Herpes Zoster Keratitis (Shingles)
Herpes Zoster Keratitis is caused by the same virus that causes chicken pox, called Varicella-Zoster Virus. After having chicken pox as a child, the Varicella-Zoster Virus remains in the nerve cells of your body in an inactive state. For a number of possible reasons, the Varicella-Zoster Virus can reactivate later in life and travel through the nerves in your body causing a painful blistering rash. If the Varicella-Zoster Virus travels to your head or neck it can affect the eye and thus cause a corneal infection.
It is critical to have an eye physician diagnose this quickly as the infection can penetrate deeply into the cornea and it can cause scarring. The infection can also result in a loss of corneal sensation, which can be permanent. We may prescribe both oral medications and eye drops to try to resolve the infection and prevent serious damage from occurring.
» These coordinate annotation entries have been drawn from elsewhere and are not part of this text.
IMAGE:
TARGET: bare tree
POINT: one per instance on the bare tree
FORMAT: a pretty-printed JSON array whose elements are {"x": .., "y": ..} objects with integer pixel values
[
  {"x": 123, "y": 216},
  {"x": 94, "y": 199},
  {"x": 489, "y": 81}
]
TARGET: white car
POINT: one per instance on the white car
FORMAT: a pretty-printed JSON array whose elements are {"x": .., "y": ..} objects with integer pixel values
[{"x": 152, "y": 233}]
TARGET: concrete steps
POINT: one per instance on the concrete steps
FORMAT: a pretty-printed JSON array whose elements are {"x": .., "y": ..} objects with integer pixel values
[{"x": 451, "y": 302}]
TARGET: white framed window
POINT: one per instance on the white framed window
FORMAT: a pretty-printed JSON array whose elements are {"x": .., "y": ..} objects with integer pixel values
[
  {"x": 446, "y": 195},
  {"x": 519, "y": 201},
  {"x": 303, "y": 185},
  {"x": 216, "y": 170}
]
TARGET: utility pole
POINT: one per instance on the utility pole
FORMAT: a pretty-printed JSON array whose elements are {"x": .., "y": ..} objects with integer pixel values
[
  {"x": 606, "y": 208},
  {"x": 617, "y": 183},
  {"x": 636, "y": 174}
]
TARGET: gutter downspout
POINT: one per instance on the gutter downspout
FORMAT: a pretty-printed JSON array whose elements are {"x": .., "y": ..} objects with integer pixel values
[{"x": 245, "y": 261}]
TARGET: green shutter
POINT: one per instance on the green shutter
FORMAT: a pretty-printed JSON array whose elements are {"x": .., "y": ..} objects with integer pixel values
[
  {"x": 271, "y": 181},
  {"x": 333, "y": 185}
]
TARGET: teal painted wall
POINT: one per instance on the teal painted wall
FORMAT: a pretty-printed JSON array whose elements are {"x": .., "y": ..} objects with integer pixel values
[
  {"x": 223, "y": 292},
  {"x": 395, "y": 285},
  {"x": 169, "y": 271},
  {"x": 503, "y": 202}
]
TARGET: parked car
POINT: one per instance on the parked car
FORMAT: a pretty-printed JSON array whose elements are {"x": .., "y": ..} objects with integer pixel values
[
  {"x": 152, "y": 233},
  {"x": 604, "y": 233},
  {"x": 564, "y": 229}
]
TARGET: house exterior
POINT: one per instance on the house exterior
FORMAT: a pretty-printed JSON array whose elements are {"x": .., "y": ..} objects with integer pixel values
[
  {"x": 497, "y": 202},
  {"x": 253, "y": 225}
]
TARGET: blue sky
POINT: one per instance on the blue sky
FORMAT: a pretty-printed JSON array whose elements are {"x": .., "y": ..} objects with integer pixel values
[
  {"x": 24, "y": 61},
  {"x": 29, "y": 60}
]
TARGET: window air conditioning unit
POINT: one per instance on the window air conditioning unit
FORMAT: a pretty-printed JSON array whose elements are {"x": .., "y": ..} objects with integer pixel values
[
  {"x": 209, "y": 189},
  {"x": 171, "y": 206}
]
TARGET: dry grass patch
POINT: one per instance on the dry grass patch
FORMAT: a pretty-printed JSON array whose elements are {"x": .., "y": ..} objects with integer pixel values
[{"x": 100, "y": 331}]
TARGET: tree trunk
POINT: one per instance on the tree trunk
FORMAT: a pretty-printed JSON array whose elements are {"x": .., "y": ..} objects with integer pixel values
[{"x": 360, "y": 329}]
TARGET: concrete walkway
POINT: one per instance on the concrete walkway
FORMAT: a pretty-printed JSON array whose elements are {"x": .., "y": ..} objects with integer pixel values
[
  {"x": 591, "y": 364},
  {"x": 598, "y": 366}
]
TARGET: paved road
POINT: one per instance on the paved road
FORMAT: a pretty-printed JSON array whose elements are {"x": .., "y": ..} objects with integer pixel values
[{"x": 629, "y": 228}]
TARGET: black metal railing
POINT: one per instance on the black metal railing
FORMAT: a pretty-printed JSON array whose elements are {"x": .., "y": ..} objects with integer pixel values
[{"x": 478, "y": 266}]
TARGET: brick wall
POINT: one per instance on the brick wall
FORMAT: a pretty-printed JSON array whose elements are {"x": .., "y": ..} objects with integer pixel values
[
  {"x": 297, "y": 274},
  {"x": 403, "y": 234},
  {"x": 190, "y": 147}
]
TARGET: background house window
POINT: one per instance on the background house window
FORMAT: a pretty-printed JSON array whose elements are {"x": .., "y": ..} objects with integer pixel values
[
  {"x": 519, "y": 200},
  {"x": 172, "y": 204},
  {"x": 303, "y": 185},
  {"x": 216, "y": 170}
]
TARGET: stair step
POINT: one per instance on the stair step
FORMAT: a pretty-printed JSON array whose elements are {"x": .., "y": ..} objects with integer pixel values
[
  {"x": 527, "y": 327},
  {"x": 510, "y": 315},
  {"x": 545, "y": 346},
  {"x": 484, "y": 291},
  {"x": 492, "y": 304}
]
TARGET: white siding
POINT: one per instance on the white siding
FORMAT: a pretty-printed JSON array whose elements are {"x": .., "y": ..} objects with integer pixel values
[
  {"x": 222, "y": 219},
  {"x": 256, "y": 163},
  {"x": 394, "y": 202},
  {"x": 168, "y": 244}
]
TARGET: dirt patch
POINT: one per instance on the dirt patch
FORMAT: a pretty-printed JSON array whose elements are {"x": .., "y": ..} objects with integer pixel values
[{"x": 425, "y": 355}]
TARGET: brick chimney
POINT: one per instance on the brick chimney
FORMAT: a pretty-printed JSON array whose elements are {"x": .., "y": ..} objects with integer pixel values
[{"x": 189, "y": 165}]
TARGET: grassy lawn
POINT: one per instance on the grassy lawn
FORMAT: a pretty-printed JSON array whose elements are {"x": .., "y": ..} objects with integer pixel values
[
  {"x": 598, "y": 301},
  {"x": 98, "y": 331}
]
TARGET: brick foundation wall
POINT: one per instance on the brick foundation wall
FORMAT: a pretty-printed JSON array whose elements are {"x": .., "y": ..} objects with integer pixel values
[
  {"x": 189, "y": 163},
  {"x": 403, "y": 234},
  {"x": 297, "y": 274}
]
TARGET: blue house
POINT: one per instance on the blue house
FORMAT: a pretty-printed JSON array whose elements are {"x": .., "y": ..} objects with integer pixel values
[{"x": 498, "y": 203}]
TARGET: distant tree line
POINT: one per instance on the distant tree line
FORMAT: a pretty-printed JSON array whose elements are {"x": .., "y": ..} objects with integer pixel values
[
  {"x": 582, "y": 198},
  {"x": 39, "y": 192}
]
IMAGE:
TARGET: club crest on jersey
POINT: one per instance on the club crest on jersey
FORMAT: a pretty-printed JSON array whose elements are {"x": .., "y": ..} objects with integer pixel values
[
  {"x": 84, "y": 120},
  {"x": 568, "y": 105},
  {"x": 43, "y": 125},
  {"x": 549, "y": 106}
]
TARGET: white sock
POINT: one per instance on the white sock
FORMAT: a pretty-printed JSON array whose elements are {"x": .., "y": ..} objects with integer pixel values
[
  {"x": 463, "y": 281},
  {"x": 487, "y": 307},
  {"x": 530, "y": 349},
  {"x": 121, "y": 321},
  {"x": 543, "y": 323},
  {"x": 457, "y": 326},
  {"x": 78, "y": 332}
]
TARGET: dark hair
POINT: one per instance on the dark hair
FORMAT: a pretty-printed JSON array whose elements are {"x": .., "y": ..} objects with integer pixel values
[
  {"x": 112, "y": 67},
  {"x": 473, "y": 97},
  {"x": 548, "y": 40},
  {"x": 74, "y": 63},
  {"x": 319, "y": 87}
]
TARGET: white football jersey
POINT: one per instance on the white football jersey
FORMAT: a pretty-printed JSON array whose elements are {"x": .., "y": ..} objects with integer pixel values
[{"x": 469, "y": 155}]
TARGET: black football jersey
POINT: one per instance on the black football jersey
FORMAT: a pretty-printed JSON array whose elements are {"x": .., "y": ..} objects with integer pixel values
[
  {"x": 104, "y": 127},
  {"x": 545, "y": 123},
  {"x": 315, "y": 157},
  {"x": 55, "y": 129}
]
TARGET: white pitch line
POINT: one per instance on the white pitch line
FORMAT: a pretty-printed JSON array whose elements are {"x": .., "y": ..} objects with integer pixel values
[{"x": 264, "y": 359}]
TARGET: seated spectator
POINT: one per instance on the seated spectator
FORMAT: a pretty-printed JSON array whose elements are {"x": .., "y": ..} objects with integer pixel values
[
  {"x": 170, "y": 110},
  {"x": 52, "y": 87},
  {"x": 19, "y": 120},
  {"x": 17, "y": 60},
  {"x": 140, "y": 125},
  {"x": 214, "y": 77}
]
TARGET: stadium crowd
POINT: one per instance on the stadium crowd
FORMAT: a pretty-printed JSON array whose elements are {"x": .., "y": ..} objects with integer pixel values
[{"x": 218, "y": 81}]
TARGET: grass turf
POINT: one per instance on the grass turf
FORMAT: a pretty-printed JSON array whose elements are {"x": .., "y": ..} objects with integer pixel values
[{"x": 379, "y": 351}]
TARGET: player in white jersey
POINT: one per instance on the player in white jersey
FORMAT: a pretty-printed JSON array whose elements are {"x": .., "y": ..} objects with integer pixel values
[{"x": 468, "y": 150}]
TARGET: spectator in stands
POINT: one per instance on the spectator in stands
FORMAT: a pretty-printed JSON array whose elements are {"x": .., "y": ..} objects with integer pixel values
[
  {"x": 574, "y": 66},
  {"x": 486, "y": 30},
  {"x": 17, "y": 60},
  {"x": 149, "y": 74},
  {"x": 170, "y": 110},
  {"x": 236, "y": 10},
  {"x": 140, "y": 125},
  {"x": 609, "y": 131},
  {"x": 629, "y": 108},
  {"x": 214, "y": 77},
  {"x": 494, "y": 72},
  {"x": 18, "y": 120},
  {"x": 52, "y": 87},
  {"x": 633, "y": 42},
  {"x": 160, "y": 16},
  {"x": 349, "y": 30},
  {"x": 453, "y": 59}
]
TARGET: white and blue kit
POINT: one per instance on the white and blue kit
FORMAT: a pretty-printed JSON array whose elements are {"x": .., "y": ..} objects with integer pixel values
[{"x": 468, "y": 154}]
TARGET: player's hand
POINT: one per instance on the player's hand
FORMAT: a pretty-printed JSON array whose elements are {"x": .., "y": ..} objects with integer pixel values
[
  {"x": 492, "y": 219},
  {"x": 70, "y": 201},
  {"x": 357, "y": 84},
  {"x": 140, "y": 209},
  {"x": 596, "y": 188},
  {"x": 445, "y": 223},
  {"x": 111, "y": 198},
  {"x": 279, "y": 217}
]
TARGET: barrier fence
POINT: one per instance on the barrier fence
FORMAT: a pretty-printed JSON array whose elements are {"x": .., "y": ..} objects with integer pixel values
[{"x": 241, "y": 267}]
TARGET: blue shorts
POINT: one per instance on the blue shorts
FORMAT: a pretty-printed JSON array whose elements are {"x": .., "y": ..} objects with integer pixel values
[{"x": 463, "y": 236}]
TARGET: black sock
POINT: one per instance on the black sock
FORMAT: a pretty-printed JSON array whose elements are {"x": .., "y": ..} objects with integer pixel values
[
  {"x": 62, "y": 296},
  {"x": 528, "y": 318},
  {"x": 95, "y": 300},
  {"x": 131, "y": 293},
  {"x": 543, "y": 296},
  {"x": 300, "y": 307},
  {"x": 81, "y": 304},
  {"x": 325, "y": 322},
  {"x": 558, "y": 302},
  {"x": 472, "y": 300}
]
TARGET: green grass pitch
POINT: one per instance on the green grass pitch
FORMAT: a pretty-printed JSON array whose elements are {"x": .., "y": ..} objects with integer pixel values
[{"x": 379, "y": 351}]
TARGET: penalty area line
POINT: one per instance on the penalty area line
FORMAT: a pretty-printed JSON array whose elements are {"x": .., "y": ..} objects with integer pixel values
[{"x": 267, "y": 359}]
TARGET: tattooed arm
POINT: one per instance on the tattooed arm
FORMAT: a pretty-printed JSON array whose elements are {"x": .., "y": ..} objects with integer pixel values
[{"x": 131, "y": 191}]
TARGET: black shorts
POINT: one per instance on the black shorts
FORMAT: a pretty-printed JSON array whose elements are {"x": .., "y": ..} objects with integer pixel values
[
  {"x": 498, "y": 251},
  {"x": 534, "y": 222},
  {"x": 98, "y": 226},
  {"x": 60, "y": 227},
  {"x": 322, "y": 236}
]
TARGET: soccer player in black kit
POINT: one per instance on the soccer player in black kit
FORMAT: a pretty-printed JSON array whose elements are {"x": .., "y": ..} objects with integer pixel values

It is possible for anyone who has been exposed to the Varicella-Zoster Virus to get shingles, however it seems to more commonly affect those of advanced age and those with weakened or suppressed immune systems. Further, corneal problems from shingles may occur many months after the facial shingles appear to have resolved. Therefore, if you have had facial shingles it is important for you to schedule regular follow up appointments at D'Ambrosio Eye Care.
Ocular Herpes and Herpes Keratitis
Ocular Herpes, or Herpes of the eye is caused by the Herpes Simplex Virus and is the most common causes of corneal blindness in the United States today. Up to 50% of people who have a single Herpes Simplex viral infection of the eye will experience a flare up or recurrence. The virus often leads to irreversible scarring of the cornea.
Ocular Herpes may start as a painful sore on the eyelid or surface of the eye. If left untreated, it may multiply and begin to destroy epithelial cells and progress deeper into the cornea. If the Ocular Herpes penetrates the deeper layers of the cornea and causes a Stromal Keratitis it may cause corneal scarring. Prompt diagnosis and treatment of Ocular Herpes is important.
It is estimated that 400,000 people in the United States have had some type of Ocular Herpes, with more than 50,000 initial and recurring cases being diagnosed each year. Of these, it is believed that 25% are the more severe form of Herpes Stromal Keratitis. The recurrence of Herpes Simplex eye infections is significant in that it appears to recur in about 10% of patients within one year, 23% of patients within two years and 63% of patients within 20 years of their initial infection. Sometimes a recurrence can be prompted by sunlight, stress, fevers or an unrelated eye injury.
Our physicians may prescribe oral medications, eye drops, or both to try to resolve the infection and prevent serious damage. Prompt diagnosis and medication are necessary to prevent any vision loss.